The second chapter of Accidentally on Purpose's pilot (which airs at 10pm on Thursday, June 17, on E4) sees Billie room up with sous chef to a sous chef, Zack, when he loses his bed in a grimy flat he shares with unwashed pals. Incidentally, Billie’s a movie critic on a small San Francisco rag. So you’ll have to suspend your disbelief from the Golden Gate Bridge when you find out that she owns a plush, spacious two-bed apartment, conveniently big enough for her new flatmate to have his own room, even he does paint it purple with a baby-ready bear motif.
Now, on to the serious business of laughs. A sitcom doesn’t work without them, and Accidentally On Purpose just about earns that all-important second syllable. The pilot is funny in places but the writing is mostly lazy and the jokes are recycled from similar, older shows. Plus it sports an insufferable laughter track (can you imagine if tragedy-heavy drama was overlaid with the sound of sobbing?). Optimistically, though, we looked in on some later episodes and it does get a little slicker and the one-liners become more frequent and refined.

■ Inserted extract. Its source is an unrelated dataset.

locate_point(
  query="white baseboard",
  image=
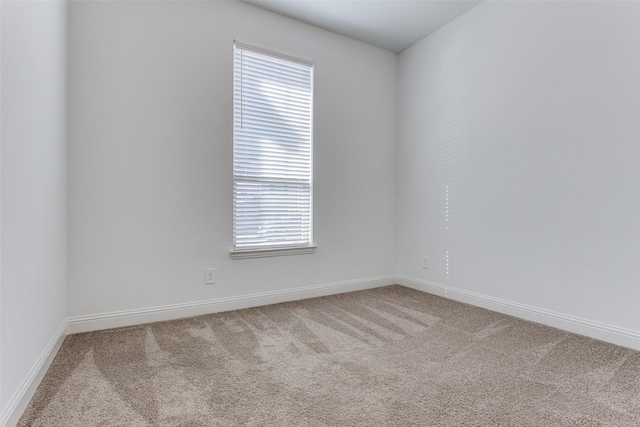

Billie, our impulsive lead (played by Jenna Elfman), gives her lines snap while her baby’s daddy (Jon Foster) is sweet, handsome but boring, so jokes aren’t often wasted on him. The show’s saviour is Nicolas White, who plays Zack’s alpha-layabout sidekick, Davis. If you’re still watching by episode three, no doubt you’ll be tuning in for his slacker wit. He’s like a bearded, druggie Chandler with a dash of Howard from Big Bang. Billie’s girlfriends are what really let the show down. Jenson is shamefully dull and under-developed while the sister character is only there to make Billie question her decisions, then do what she wants regardless.
This incongruous cast are glued together by a foetus, which will make its debut in the series finale. And that’s all you’re getting because last month CBS decided it wasn’t worth a second series. They have a point.